Made naturally desire to implement a more popular four-dimensional object - Tesseract

 const tesseract = [Point4D(vertex...) for vertex in [ [-1, -1, -1, 1], [ 1, -1, -1, 1], [ 1, 1, -1, 1], [-1, 1, -1, 1], [-1, -1, 1, 1], [ 1, -1, 1, 1], [ 1, 1, 1, 1], [-1, 1, 1, 1], [-1, -1, -1, -1], [ 1, -1, -1, -1], [ 1, 1, -1, -1], [-1, 1, -1, -1], [-1, -1, 1, -1], [ 1, -1, 1, -1], [ 1, 1, 1, -1], [-1, 1, 1, -1]]] const tesseractfaces = [ [1, 2, 3, 4], [1, 2, 10, 9], [1, 4, 8, 5], [1, 5, 6, 2], [1, 9, 12, 4], [2, 3, 11, 10], [2, 3, 7, 6], [3, 4, 8, 7], [5, 6, 14, 13], [5, 6, 7, 8], [5, 8, 16, 13], [6, 7, 15, 14], [7, 8, 16, 15], [9, 10, 11, 12], [9, 10, 14, 13], [9, 13, 16, 12], [10, 11, 15, 14], [13, 14, 15, 16]]; 

 function frame(scene, framenumber, scalefactor=1000) background("black") setlinejoin("bevel") setline(10.0) setopacity(0.7) eased_n = scene.easingfunction(framenumber, 0, 1, scene.framerange.stop) tesseract2D = flatten( rotate4( tesseract, XZ(eased_n * 2π) * YW(eased_n * 2π))) for (n, face) in enumerate(tesseractfaces) sethue([Luxor.lighter_blue, Luxor.lighter_green, Luxor.lighter_purple, Luxor.lighter_red][mod1(n, 4)]...) poly(scalefactor * tesseract2D[face], :fillpreserve, close=true) sethue([Luxor.darker_blue, Luxor.darker_green, Luxor.darker_purple, Luxor.darker_red][mod1(n, 4)]...) strokepath() end end makemovie(500, 500, "tesseract-xz-yw.gif", scalefactor=1000) 
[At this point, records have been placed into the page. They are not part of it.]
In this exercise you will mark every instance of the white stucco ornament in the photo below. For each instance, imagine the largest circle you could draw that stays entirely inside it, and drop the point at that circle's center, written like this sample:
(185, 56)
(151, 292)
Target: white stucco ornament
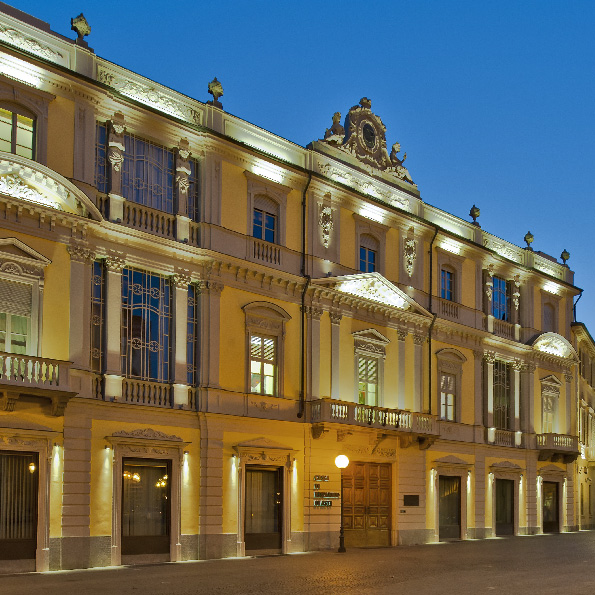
(372, 287)
(554, 344)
Homework: automate the creation of arrays of coordinates and vertex numbers ( permutations with repetitions and without repetitions, respectively ). We also did not use all the broadcast matrices; Each new perspective causes a new “Wow!”, but I decided not to overload the page. Well, you can experiment with a large number of faces and dimensions.

Links

• Luxor - page on githab
• Luxor docs - a guide with examples
• Cairo - low-level graphics library; used by Luxor as an environment
• The library's author's blog - there are a lot of different styles and more extended examples, including four-dimensional figures.